I have tried to avoid advancing or advocating specific mechanisms for abiogenesis because I still believe that the following should be enough for us all:

Evolution is both a theory and a fact. In accepting this, we must follow its tenets to their logical conclusion. Organisms evolve; their lineages can be traced. Their lineages lead back to a cell. Just as all cells evolved from this cell, so this cell must have evolved from something. The cell must have evolved from some set of molecules. These molecules can be seen to evolve even today. All of the events that led from the molecules to the cell were governed by the theory of evolution. It is the same theory that governs the evolution of all organisms, indeed of all self-replicating systems.

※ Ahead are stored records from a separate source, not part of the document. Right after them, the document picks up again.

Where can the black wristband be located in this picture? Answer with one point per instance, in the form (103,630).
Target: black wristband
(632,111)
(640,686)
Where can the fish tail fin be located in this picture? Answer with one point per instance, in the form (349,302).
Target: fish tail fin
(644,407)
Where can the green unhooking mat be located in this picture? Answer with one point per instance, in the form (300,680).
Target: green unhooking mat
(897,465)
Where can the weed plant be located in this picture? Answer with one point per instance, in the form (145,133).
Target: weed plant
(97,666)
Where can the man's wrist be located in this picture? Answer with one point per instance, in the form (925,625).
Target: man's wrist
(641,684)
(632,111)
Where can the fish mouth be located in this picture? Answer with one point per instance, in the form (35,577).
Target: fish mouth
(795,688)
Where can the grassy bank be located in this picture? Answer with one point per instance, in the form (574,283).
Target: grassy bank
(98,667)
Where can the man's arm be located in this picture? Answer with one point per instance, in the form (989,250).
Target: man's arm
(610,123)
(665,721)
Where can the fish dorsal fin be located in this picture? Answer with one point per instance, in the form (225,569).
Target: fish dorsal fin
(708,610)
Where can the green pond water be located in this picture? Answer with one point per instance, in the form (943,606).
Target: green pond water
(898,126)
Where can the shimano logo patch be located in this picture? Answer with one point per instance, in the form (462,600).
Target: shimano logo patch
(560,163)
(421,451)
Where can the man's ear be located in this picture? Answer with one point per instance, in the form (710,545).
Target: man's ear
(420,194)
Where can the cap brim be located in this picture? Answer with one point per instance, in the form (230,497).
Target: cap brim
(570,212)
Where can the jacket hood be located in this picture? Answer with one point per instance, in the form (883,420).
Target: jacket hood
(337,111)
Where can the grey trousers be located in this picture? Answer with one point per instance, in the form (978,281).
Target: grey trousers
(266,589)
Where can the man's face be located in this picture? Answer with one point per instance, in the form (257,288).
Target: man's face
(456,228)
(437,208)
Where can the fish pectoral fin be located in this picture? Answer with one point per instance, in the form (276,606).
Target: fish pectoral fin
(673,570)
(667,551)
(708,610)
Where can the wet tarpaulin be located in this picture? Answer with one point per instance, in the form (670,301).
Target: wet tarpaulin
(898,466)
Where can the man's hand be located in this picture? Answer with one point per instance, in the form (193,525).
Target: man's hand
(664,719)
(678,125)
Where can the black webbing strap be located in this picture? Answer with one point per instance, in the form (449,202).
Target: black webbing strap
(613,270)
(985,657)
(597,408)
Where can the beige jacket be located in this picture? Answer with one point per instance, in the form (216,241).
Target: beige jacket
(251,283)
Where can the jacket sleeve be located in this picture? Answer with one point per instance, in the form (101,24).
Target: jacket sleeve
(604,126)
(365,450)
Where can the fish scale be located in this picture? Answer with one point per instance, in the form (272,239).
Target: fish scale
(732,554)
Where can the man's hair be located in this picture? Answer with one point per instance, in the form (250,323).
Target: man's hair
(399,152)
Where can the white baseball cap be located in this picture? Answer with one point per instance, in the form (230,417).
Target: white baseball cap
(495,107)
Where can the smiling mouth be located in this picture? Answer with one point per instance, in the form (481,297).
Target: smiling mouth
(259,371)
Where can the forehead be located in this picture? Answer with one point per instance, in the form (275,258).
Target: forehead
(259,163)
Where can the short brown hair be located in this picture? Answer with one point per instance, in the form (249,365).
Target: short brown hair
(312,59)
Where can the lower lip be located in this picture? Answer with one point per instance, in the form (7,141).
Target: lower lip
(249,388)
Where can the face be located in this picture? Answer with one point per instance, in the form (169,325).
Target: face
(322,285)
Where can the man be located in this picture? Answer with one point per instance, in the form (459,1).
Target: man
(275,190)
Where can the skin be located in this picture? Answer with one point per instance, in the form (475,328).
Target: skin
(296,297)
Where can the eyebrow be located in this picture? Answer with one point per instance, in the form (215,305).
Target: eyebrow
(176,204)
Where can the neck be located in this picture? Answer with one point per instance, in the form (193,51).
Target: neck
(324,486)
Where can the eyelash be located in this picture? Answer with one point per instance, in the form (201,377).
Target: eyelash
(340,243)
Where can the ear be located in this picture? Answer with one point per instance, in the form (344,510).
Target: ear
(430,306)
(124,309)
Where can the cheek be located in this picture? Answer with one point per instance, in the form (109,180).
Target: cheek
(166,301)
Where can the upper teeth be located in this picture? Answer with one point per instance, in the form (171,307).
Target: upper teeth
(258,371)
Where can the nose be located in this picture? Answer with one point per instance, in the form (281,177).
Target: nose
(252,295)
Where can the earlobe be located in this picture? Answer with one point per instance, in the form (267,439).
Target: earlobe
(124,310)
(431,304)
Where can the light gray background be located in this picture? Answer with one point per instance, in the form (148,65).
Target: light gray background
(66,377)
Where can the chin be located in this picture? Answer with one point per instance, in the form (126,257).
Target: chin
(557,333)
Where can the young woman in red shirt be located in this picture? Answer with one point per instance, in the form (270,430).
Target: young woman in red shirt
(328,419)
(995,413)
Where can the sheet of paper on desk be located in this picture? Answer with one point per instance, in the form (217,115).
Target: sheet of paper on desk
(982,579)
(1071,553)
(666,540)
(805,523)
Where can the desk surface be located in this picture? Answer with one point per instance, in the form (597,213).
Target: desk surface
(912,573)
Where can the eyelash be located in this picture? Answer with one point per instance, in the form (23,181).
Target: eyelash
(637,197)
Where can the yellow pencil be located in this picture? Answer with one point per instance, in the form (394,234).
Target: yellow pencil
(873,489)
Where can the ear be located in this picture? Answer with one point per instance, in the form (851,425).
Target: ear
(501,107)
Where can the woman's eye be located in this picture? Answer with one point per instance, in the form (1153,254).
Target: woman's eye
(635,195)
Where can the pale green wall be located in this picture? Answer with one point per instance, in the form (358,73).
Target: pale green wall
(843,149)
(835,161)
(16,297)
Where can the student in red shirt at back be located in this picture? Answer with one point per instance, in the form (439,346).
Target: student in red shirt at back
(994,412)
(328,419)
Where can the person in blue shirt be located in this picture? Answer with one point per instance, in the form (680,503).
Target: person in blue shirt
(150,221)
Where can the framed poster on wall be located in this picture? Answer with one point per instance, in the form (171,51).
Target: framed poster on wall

Some of you clearly agree with this, and yet still insist on dividing abiogenesis from 'evolution.' I can live with Robert Derrick's argument, which is a very good one: in essence, the propaganda value of evolution as a theory is greater in the absence of abiogenesis. I agree wholeheartedly. But know this: this position is intellectually dishonest.

I am surprised and disheartened to find that abiogenesis is in fact an acid test of how you view evolution. Either you can extrapolate into the past based solely on *the intellectual force of the theory alone* or else you must caterwaul for facts and assurances. Darwin had nothing like the molecular techniques available today, and yet he could of necessity imagine a 'warm little pond' (I am doubtlessly historically inaccurate in claiming this).

Yes, with facts you can batter the religious Creationists. But it is not the facts that give you explanatory power; they merely give you evidence. It is the theory that explains the facts. And I fear that any mound of facts will not erase the new vitalism that I find amongst those who study evolutionary biology. The position that abiogenesis deals with non-living things, and therefore is separate from evolution automatically imparts a mystical force to organisms that separates them from other evolving systems, such as the molecules of which they are composed. This seems a philosophical point, and so it is. But I think it has consequences in how you defend the theory and fact of evolution against religious Creationists. Perhaps I am mistaken, but I think that while you would insist on removing them from a biology class, you might be quite comfortable in allowing them to teach an origins class that gave 'equal time' to chemical evolution, panspermia, and divine intervention of a non-sectarian sort -- since we really don't *know* which of these it was, right?

Certainly I am being alarmist; but the recent attempts to gain a toehold in social sciences classes can easily be expanded to natural science based on precisely this sort of philosophical distinction. I post for my own amusement, certainly, but I believe it matters a great deal whether or not abiogenesis is considered a logical and necessary consequence of the theory of evolution.


[Thank you, Eric, for your concern, but I have said this about as many ways as I can think to say it. I fear that some folks will just have to remain ... incorrect. Diatribes: off. Responses (on this thread) by E-mail only.]